Man kommt kaum noch hinterher, so rasant dreht sich derzeit das politische Karussell.
Zum Beispiel München.
Ich habe der Rede von Vize Vance aufmerksam zugehört. Inhaltlich war sie, mit Verlaub, recht dürftig und wimmelte von logischen Schludrigkeiten.
Die rechte Bubble jubelt, weil er sagt, Europa sei von innen bedroht, von wegen ungebremster illegaler Einwanderung. Um dann hinzuzufügen „und nicht von aussen“.
Die erste Hälfte ist durchaus berechtigt, die Ergänzung angesichts der realen Bedrohung durch Putin jedoch ziemlicher Quatsch.
Die rechte Bubble jubelt auf X, weil Vance sagt, in Europa sei die freie Rede bedroht.

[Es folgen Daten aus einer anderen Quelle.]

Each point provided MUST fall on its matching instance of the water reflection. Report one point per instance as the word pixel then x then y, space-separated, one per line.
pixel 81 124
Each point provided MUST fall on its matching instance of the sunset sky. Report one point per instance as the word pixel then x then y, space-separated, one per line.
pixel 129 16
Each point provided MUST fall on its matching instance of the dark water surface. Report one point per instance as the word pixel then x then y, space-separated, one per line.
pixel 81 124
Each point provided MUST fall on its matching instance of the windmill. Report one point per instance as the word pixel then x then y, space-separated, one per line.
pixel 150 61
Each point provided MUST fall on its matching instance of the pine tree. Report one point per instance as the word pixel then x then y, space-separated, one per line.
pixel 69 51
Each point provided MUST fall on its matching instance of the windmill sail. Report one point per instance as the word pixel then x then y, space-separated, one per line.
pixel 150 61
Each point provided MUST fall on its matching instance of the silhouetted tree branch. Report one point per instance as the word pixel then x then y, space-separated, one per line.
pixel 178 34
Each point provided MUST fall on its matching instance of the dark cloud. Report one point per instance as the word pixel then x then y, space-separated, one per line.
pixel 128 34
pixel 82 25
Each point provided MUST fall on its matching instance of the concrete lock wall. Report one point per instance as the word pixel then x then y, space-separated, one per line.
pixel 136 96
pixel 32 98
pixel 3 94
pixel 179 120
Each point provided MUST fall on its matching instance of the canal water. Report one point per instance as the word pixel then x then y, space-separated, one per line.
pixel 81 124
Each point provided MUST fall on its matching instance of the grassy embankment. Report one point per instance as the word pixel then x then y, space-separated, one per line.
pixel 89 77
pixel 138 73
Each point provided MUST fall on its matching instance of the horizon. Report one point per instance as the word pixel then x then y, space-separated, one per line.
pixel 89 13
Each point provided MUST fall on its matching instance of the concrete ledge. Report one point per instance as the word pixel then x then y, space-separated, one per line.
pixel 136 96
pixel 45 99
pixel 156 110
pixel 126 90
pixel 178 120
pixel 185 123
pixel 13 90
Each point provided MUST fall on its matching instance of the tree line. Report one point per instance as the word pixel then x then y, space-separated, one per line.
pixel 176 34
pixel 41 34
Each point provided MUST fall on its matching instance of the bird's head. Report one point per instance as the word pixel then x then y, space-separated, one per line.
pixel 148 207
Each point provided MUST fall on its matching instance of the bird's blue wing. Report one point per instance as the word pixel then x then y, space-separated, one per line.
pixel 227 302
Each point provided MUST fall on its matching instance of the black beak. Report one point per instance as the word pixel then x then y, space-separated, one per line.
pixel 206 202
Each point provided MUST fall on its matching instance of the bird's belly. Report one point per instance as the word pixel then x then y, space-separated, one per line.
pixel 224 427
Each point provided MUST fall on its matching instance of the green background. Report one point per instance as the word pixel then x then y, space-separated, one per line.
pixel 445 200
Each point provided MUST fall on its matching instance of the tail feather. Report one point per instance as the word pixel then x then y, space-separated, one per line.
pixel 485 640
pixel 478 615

Um dann hinzuzufügen anders als in den USA, wo „Free Speech“ über allem steht.
Der erste Teil ist durchaus bedenkenswert, denn die Lust zur Zensur unter dem Gummibegriff „Hassrede“ ist bedenklich beliebt – vor allem in links-grünen Kreisen.

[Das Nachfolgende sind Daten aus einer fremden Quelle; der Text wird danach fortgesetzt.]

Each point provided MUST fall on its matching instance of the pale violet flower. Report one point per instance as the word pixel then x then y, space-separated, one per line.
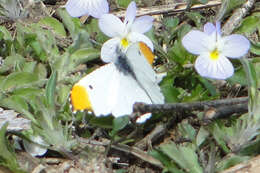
pixel 94 8
pixel 213 50
pixel 124 33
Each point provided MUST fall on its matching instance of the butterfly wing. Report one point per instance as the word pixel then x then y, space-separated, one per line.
pixel 144 72
pixel 128 92
pixel 95 91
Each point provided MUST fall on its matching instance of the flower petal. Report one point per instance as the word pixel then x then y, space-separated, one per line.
pixel 98 8
pixel 209 28
pixel 111 25
pixel 142 118
pixel 142 24
pixel 134 37
pixel 234 46
pixel 197 42
pixel 77 8
pixel 130 13
pixel 218 28
pixel 108 50
pixel 95 8
pixel 215 69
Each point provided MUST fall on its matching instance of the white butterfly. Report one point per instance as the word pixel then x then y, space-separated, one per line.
pixel 116 86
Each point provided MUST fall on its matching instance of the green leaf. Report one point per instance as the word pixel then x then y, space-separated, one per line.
pixel 5 34
pixel 229 161
pixel 255 48
pixel 63 93
pixel 211 88
pixel 178 54
pixel 103 122
pixel 219 133
pixel 50 89
pixel 29 67
pixel 7 155
pixel 196 17
pixel 84 55
pixel 166 161
pixel 239 77
pixel 187 131
pixel 72 24
pixel 249 25
pixel 13 62
pixel 18 80
pixel 171 22
pixel 41 71
pixel 118 124
pixel 54 24
pixel 201 136
pixel 171 93
pixel 184 156
pixel 18 104
pixel 123 3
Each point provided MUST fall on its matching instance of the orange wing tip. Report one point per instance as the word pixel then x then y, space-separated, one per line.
pixel 79 99
pixel 146 51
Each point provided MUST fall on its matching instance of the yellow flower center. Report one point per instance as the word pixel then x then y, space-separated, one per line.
pixel 124 42
pixel 214 55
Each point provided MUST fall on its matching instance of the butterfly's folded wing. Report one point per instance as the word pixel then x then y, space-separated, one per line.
pixel 129 92
pixel 144 73
pixel 101 86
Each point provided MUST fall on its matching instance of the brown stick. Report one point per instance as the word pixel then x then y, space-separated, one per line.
pixel 169 9
pixel 176 107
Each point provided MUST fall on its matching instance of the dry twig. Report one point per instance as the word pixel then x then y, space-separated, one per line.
pixel 176 107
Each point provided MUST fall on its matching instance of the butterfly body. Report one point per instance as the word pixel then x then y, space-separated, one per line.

Doch seinen Boss, die Nr. 47, als Leuchtturm der Demokratie und der „Free Speech“ darzustellen, wirkt reichlich absurd vor dem Hintergrund, dass die grösste Presseagentur des Landes, AP, aus dem Weissen Haus verbannt wird, weil sie sich weigert, anders als Google und Apple die Bezeichnung „Golf of America“ zu übernehmen. CNN droht dasselbe Schicksal, weil eine ihrer Korrespondentinnen es wagt, dem Präsidenten kritische Fragen zu stellen.
Dass unsere Bundespräsidentin die Münchner Rede des Vize beklatscht, gar als „liberal“ bezeichnet – geschenkt. Der Bundesrat versucht verzweifelt, Trumps Zorn zu entgehen. Überhaupt nimmt der Bundesrat eben gerade die Kurve und „begrüsst die neue Friedensinitiative der USA.“
Und meint, mit Appeasement besänftige man den Mann im Bulldozer.

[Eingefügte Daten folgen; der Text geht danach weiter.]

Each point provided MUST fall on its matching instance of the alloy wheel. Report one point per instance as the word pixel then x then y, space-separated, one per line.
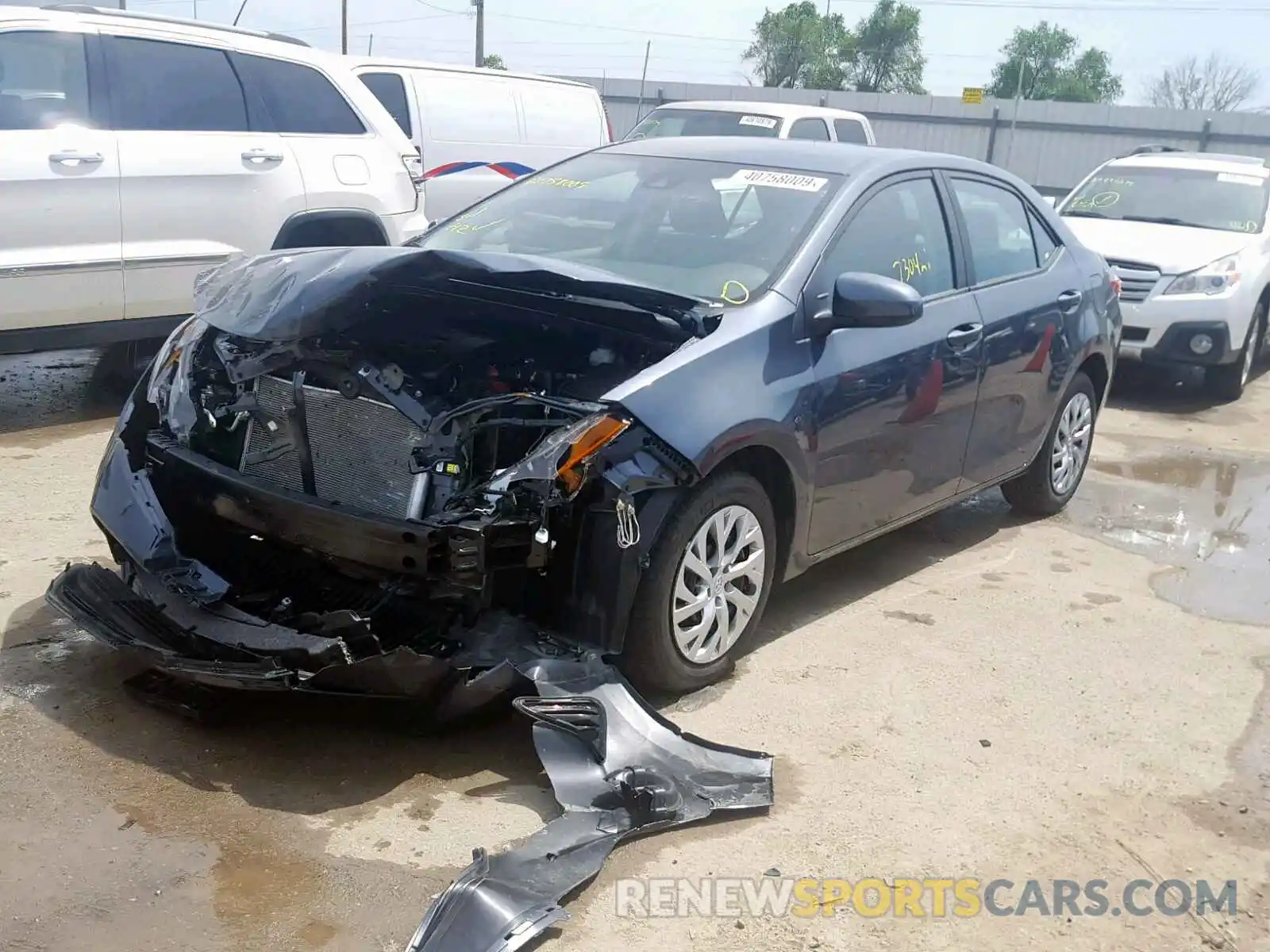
pixel 718 584
pixel 1071 443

Was kaum was taugt. Denn die Pharmaexporte der Schweiz in die USA und der faktische Importstopp amerikanischer Landwirtschaftsprodukte stehen längst auf Trumps Pendenzenliste – siehe den Ausschluss der Schweiz für den unbegrenzten Zugang zu Chips, die für AI benötigt werden.
Sich husch-husch in die Neutralität zu flüchten, ist weder ein durchdachtes Konzept noch eine tragfähige Strategie, um auf die veränderte Weltlage zu reagieren.
Allerdings hatte die Rede von Vance in einem Punkt durchaus ihre Bedeutung: Sie beendete endgültig die Illusion, dass Amerika – wenn es wirklich darauf ankommt – an der Seite Polens, der baltischen Staaten, der Ukraine oder überhaupt an der Seite Europas steht.
Ein Moment, den Europa eigentlich als Tag der Befreiung begreifen müsste.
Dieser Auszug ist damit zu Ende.